1.3 As additional consideration for this Note, the Holder shall received
from the date hereof until full repayment a monthly loan fee of one and one-half
percent (1 %) of the outstanding principal amount of this Note in cash, and two
percent (2%) of the outstanding principal amount of this Note in shares of the
Company's common stock. For example, such shares for a loan of $100,000 shall
be calculated as follows: $100,000 times 2% equals 2,000 shares of common stock
per month. Commencing on the Demand Date, all loan fees accrued hereunder shall
be immediately due, payable and issuable to the Holder.
1.4 This Note shall be secured by a senior security interest in all of the
assets of the Company, held pro rata with the outstanding Senior Secured
Creditors and solely subordinate to senior bank financing, such assets to
include but not be limited to accounts receivable, proceeds from sale of
inventory, owned inventory, equipment, furniture, patents, trademarks and
copyrights.
1.5 Upon conversion of the principal and accrued interest hereunder into
the Company's Series B Preferred Stock pursuant to Section 2.3 hereof, this Note
shall be surrendered to the Company for cancellation.
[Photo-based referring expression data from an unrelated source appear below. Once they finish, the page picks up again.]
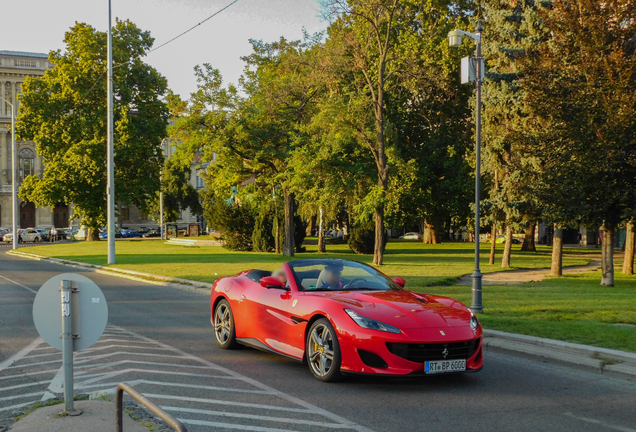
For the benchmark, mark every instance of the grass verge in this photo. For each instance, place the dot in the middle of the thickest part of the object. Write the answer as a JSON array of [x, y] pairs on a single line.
[[422, 265]]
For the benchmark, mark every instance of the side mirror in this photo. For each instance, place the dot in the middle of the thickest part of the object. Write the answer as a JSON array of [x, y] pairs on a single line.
[[272, 282], [401, 282]]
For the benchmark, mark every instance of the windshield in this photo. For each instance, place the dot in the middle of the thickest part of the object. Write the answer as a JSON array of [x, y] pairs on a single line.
[[338, 275]]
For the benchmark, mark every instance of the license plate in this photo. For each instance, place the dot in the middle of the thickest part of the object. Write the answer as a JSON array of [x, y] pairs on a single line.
[[444, 366]]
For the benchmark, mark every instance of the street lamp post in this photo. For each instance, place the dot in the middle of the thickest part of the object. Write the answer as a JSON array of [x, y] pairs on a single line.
[[110, 150], [14, 186], [474, 73]]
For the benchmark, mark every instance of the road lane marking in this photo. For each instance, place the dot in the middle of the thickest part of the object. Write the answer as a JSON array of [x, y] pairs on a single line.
[[258, 417], [19, 284], [20, 354], [21, 396], [234, 426], [9, 408], [227, 402], [601, 423], [169, 384]]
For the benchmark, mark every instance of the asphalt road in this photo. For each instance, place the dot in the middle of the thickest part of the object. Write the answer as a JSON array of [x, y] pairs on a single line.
[[271, 393]]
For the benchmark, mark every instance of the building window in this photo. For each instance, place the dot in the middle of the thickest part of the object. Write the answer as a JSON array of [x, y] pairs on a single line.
[[24, 63], [26, 163]]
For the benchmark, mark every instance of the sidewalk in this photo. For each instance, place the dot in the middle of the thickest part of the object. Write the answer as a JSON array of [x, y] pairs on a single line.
[[97, 416], [604, 361]]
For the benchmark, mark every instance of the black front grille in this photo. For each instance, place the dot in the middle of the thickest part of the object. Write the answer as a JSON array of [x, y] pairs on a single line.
[[427, 352], [371, 359]]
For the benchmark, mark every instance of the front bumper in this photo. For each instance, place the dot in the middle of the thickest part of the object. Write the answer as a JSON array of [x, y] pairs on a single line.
[[353, 346]]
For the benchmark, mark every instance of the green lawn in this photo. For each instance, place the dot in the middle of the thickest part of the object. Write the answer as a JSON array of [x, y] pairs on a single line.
[[572, 308], [422, 265]]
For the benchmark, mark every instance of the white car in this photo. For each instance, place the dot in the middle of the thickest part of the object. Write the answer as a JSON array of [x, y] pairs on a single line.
[[26, 235], [412, 236]]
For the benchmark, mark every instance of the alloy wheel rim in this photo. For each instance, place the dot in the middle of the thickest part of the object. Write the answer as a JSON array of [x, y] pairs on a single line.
[[321, 350], [222, 324]]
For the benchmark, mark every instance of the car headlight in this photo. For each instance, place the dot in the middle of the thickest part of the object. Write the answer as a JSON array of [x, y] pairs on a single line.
[[474, 322], [371, 324]]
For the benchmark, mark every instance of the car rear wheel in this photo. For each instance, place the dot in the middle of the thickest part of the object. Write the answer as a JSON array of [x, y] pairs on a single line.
[[323, 351], [224, 326]]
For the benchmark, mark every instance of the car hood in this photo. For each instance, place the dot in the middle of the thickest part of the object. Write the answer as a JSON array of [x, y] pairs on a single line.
[[404, 309]]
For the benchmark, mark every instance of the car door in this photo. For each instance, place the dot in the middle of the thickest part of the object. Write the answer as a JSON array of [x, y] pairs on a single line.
[[271, 323], [29, 235]]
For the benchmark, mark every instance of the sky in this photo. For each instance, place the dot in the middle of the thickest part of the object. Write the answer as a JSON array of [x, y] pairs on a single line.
[[39, 26]]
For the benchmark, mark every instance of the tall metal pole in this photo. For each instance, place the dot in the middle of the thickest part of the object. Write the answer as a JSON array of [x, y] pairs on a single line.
[[110, 190], [14, 183], [163, 153], [161, 208], [67, 347], [477, 306]]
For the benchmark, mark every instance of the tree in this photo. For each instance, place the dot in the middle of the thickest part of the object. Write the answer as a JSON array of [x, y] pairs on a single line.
[[64, 113], [581, 84], [365, 31], [512, 29], [178, 193]]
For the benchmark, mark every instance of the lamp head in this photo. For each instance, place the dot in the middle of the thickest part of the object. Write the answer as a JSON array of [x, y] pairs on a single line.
[[455, 38]]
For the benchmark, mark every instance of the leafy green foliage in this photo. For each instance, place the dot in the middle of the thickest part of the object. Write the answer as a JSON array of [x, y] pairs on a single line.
[[64, 112], [234, 222]]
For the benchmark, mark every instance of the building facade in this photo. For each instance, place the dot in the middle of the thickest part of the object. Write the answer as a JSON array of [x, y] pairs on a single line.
[[15, 66]]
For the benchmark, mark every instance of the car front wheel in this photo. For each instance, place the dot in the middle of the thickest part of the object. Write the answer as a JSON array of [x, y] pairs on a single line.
[[224, 329], [323, 351]]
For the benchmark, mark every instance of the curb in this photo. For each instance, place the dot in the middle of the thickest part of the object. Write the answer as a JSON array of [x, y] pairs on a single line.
[[604, 361], [172, 282], [620, 364]]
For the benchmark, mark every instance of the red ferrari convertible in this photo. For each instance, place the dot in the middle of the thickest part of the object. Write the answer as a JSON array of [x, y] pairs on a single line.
[[345, 317]]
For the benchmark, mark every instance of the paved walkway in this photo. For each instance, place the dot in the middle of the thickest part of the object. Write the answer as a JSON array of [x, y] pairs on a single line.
[[529, 275]]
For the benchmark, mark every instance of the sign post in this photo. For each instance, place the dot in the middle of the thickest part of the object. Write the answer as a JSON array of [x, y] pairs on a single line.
[[75, 326]]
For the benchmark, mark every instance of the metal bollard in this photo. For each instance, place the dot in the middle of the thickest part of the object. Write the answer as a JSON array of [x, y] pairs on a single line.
[[67, 348]]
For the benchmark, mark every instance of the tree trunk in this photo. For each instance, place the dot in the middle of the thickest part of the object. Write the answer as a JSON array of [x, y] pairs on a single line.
[[277, 234], [430, 233], [493, 243], [628, 261], [607, 260], [321, 231], [92, 234], [505, 259], [378, 248], [557, 252], [288, 246], [528, 241], [311, 225]]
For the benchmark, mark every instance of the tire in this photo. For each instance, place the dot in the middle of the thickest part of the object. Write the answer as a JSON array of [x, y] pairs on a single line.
[[322, 351], [224, 329]]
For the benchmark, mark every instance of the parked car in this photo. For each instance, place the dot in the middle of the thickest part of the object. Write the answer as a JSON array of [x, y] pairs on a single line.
[[24, 236], [45, 233], [152, 233], [374, 325], [129, 233], [502, 239], [411, 236]]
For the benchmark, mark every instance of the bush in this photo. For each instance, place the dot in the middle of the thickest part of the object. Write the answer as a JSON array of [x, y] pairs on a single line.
[[235, 223], [262, 237], [362, 238]]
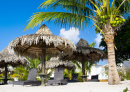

1.6 Payments of both principal, interest, and loan fees are to be made at
the address of the Holder set forth in Section 7 below or at such other place in
the United States as the Holder shall designate to the Company in writing, in
lawful money of the United Sates of America. Interest and loan fees on this
Note shall be computed on the basis of a 365-day year and actual days elapsed.
-1-
1.7 The provisions of this Note are a statement of the rights of the
Holder and the conditions to which this Note is subject and to which the Holder,
by the acceptance of this Note, agrees.
2. Prepayment. The Company may pre-pay this Note, at any time, in whole
----------
or in part, without penalty.
2.1 Conversion. Upon the consummation of the sale and issuance of shares
----------
of Series B Preferred Stock (the "Financing"), the Holder shall have the right
to convert the outstanding principal and all accrued interest hereunder into
that number of fully paid and nonassessable whole shares of Series B Preferred
Stock, determined in accordance with Section 2.2 hereof at the Series B
Conversion Price (hereinafter defined) concurrently with the closing of the
Financing. Upon conversion, this Note shall be canceled.
2.2 Shares Issuable.
----------------
(a) The number of whole shares of Series B Preferred Stock into which
this Note shall be converted pursuant to Section 2.1 hereof shall be determined
by dividing (i) the aggregate principal amount of this Note, together with all
accrued interest to the date of conversion, by (ii) the Series B Conversion
Price. The Series B Conversion Price shall be equal to the purchase price of
Series B Preferred Stock as determined at the first closing of the Financing
(the "Series B Conversion Price").
(b) The Series B Preferred Stock shall be issued to the Holder upon
execution of a Series B Preferred Stock Purchase Agreement, identical to the
Series B Preferred Stock Purchase Agreement executed by all parties to the
Financing together with all documents relating thereto (the "Series B
Documents"), upon such terms and subject to such conditions as contained in the
Series B Documents.
2.3 Conversion Procedures. In the event Holder has not already demanded
----------------------
payment of the Note, within fifteen (15) business days of the Financing, written
notice shall be delivered to the Holder of this Note at the address last shown
on the records of the Company for the Holder or given by the Holder to the
Company for the purpose of notice or, if no such address appears or is given, at
the place where the principal executive office of the Company is located,
notifying the Holder that the Financing will be occurring, notifying the Holder
of its right, at such Holder's option, to convert this Note into shares of
Series B Preferred Stock, specifying the Series B Conversion Price, the
principal amount of the Note and accrued interest that may be converted, and
calling upon such Holder to surrender the Note to the Company within the time,
in the manner and at the place designated, or demand repayment of the Note,
including all accrued and unpaid interest thereon.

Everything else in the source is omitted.